Circuit 1 – Do 2x Through

A) The “Getting Out My Frustrations” – Stand across from a friend (or your wall) with your feet shoulder-width apart, holding a medicine ball overhead.  Throw the ball overhead at your friend (the wall) as if you were trying to throw it as far as you can.  Your friend should catch it, and throw it back to you.  (Or you should catch the ball on the bounce from the wall.)  Repeat 12x as fast as you can.

B) Do the “Getting Out My Frustrations” again except stand sideways at a 90 degree angle to your friend and throw the ball sideways at waist-height.  Repeat 12x as fast as you can.

C) The “Ball Worshiper” – Start by standing with your legs shoulder-width apart, holding a medicine ball straight overhead.  Squat down, still holding the medicine ball overhead, and return to standing position.  As you squat, try not to let your knee go over your toe.  Keep your back as straight as possible.  Repeat 10x.

Circuit 2 – Do 2x Through

D) The “Gettin’ Low” – Stand in front of the bottom step of a flight of stairs, facing away from the stairs and holding 10 lb weights at your sides.  Bend your right knee to rest your right foot on the step behind you.  Put your left leg out in front of you and lunge down.  Don’t let your front knee go over your toe.  Keep your back as straight as possible.  Repeat 10x.  Switch legs and repeat 10x.

E) The “Sack Race” – Stand in front of a bottom step of a flight of stairs, facing the stairs this time.  Jump with both feet together up onto the step, and then jump backwards down to the ground and land in a squat.  Be careful not to fall.  Repeat as fast as you can 10x.

F) The “Pumping Iron” – Stand shoulder width apart, knees slightly bent, holding an 8 lb weight in either hand.  Your palms should be facing up.  Slowly bend at the elbow to bring your hands up towards your shoulders, and then slowly bring your arms back to starting position.  Repeat 10x.

Circuit 3 – Do 2x Through

G) The “All Hail The Mighty Ball” – Start by laying down on your mat, holding a medicine ball behind your head.  Bring the medicine ball up over your head as you sit up.  Do not bring the ball forward; it should be directly overhead. Repeat 12x.

H) “Party Pilates” – Start out in a position as if you were going to do a push up.  Lift your left arm and rotate your body so that you’re balancing on your right arm, your body is facing the wall, and your left leg is resting on top of your right leg.  Extend your right arm fully and hold your left arm up in the air as high as possible.  Look straight out at the wall and hold this position for just 3 seconds.  Then switch sides.  Repeat, 10x each side.

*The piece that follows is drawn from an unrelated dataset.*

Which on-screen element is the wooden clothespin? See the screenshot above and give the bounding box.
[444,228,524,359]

I) “What Love Handles?” – Lay down on your mat on your right side, with your left leg resting on top of your right leg.  Supporting yourself on your right forearm and your feet, lift your body off the mat and move your hips up and down only a few inches, never letting your hips touch the mat.  You can rest your left arm in front of you on the mat (or hold it up in the air for more of a challenge).  Lift and lower your hips x 10.  Repeat on your left side.

Fitness Tip of the Day

Literally pencil your workouts into your Filofax (or your “Little Black Book,” you saucy minx, you).  Treat them as if they are scheduled appointments.  You’ll miss less workouts this way, and it will be easier to get into a comfortable workout routine.